'Replevin. Suit brought before a justice of the peace. Plaintiff filed the usual declaration in replevin. Defendant interposed a plea to the jurisdiction of the court, setting forth that he was a constable, and held the property under a writ of attachment issued by another justice of the peace, in a suit wherein one Cummings was plaintiff and one Schilkie was defendant. To this plea plaintiff demurred. The justice rendered judgment in favor of defendant, quashing the writ of replevin, and ordering a return of the property.
It is urged that the justice’s court which issued the writ of attachment obtained jurisdiction of the property, and that, therefore, no other court of concurrent jurisdiction could interfere with it.
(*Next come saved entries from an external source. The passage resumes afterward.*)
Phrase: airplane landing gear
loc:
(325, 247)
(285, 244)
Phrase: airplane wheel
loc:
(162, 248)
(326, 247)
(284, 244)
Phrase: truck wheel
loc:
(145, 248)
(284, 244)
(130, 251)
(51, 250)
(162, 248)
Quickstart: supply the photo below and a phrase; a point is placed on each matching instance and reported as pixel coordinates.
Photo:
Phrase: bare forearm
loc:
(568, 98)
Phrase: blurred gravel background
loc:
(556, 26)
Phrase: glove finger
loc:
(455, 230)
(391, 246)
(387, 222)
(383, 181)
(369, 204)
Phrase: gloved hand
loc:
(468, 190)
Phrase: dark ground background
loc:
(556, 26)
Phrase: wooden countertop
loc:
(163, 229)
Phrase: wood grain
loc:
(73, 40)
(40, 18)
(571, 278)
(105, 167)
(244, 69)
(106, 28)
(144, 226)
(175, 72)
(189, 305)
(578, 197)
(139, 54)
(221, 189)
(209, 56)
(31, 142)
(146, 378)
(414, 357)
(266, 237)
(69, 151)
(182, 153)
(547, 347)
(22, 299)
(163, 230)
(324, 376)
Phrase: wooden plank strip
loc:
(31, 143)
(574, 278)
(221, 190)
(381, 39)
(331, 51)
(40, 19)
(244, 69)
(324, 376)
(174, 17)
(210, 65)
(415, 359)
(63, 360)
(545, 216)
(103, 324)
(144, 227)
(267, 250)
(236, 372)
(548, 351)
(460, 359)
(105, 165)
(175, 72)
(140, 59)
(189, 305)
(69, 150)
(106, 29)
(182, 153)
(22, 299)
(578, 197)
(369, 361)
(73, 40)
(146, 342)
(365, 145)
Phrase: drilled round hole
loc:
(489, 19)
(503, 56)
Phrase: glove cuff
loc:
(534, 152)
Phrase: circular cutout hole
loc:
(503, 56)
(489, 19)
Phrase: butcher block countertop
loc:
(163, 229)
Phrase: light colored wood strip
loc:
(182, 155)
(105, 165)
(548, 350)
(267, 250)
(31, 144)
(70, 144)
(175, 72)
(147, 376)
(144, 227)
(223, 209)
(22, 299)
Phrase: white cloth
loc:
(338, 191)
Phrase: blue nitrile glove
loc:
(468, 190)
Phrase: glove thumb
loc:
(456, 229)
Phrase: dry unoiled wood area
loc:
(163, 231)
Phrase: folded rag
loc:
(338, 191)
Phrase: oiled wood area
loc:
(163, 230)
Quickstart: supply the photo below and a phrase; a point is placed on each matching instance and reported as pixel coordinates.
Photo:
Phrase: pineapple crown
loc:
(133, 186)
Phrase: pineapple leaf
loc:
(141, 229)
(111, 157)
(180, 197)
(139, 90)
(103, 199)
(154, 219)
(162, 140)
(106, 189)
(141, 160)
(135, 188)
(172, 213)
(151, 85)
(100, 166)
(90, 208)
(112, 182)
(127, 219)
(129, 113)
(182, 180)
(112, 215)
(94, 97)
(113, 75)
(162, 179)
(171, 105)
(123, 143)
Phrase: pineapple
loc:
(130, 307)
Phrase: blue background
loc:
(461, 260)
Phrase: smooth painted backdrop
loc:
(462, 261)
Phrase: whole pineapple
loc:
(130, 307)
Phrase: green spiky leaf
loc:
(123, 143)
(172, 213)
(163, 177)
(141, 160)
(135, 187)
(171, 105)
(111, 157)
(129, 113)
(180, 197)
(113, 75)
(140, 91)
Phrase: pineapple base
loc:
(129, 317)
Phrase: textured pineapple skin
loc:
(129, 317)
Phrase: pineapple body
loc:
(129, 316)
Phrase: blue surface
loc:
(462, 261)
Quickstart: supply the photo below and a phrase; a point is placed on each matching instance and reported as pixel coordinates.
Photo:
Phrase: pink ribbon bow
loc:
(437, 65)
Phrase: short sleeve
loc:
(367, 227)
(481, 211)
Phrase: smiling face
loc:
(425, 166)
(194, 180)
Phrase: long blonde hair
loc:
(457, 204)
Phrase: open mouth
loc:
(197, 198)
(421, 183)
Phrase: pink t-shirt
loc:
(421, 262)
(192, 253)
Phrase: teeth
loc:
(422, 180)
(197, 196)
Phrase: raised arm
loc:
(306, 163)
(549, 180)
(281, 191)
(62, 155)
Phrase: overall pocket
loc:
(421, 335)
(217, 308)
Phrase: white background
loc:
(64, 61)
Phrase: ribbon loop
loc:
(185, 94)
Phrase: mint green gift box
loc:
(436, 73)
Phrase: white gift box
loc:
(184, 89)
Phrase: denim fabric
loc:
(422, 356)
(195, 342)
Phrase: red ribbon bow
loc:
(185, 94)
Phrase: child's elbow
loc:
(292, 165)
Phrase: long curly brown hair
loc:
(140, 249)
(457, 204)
We are of the contrary opinion. The owner of personal property, or one entitled to its possession, may bring suit therefor in any court having jurisdiction over the action of replevin and of the parties to the suit. The law does not require him to ascertain, before bringing suit, by what claim one in the wrongful possession of his property claims to hold it, nor, if he does know it, to plant his suit in the same court as that from which an attachment or execution is issued. Overall v. Pero, 7 Mich. 314; Weber v. Henry, 16 Id. 399.
*353In O’Connor v. Gidday, 63 Mich. 630, a wife brought replevin in one court to recover goods which had been seized by the defendant, an officer, under a writ of execution issued from another court against her husband, claiming that the goods were exempt. Many other similar cases will be found in the reports of this Court.
Judgment reversed, and case remanded for further proceedings.
Morse, O. J., McGrath and Long, JJ., concurred.